“Don’t they?” Mary Archdale asked, doubtfully. “Perhaps not.” She pondered over it, and shook her head, at last. “Oh, I don’t believe your colour makes much difference to you when you’ve lost your baby!” Her voice broke—just for a moment she was back in the wilderness of pain, where she had wandered for so many weary months.

Then, round the corner, came her husband, with Babs perched high on his shoulder—triumphant in her elevation, yet with her tangled black head nodding sleepily, and the sandman’s dust making her eyelids droop.

“Some one’s sleepy,” Archdale said, smiling at his wife. “Coming, mother?”

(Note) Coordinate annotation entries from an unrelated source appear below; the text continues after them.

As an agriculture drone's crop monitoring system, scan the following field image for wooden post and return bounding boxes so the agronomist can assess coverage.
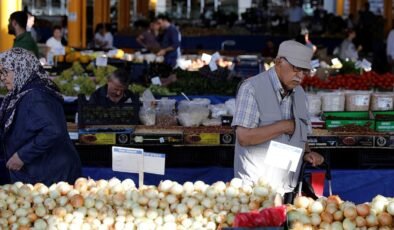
[118,0,130,31]
[336,0,345,16]
[67,0,87,48]
[383,0,393,34]
[0,0,22,52]
[93,0,110,30]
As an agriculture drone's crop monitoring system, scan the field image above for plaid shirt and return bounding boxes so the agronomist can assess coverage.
[231,67,312,133]
[232,68,293,128]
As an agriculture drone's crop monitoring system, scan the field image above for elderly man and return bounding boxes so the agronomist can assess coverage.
[89,69,138,107]
[232,41,324,195]
[8,11,38,57]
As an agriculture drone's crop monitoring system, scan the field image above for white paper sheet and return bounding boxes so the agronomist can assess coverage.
[264,141,302,172]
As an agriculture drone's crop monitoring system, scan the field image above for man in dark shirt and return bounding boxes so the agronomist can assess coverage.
[8,11,38,57]
[89,69,138,107]
[157,15,181,67]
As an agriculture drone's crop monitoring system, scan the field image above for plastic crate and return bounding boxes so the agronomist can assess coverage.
[78,95,139,128]
[372,111,394,132]
[323,111,375,129]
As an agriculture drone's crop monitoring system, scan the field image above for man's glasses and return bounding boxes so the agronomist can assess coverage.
[281,57,311,75]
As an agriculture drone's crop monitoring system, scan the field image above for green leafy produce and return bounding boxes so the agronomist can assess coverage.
[129,84,146,95]
[149,85,176,96]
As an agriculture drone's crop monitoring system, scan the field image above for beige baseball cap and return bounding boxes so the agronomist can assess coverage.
[277,40,313,69]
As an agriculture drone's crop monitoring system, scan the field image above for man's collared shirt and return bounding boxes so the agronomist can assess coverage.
[232,68,306,128]
[13,32,38,57]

“I’ll put her to bed,” she said, rising and stretching her arms to the little daughter. Archdale put Babs tenderly upon the grass.

“I guess there’s two of us in that contract,” he said. “Say good-night, Babs.”

They watched her with quick curiosity to see if the command would be intelligible. It was long since Babs had said “good-night.” But some far-off echo was awake in the childish brain, and she obeyed mechanically; moving from one to the other with drowsy, soft kisses and drowsier “Dood nights”—until the last was said, and she turned to her father again and held up little brown arms to him. He picked her up, with infinite gentleness in his strength. One arm went round his wife’s shoulders as they disappeared into the silent welcome of the lighted house.

* * * * *

Outside the slow moon climbed into a starry sky, and for a while no one spoke. Far off, a bittern boomed in some unseen marsh—the eerie note that makes loneliness more lonely, and warm companionship the more comforting, by contrast. Then two mopokes began to call to each other across a belt of scrub, and a fox barked sharply. The fragrant peace of the summer night lay gently upon the blossoming garden.

Norah leaned back against her father’s knee, with Jean close at hand. It was to Jean that Mr. Linton spoke presently. There were many times when, between him and Norah, speech was not necessary.

“Well, you’re not having anything resembling the holidays I planned for you, Jean,” he said. “All the same, they have not been without incident!”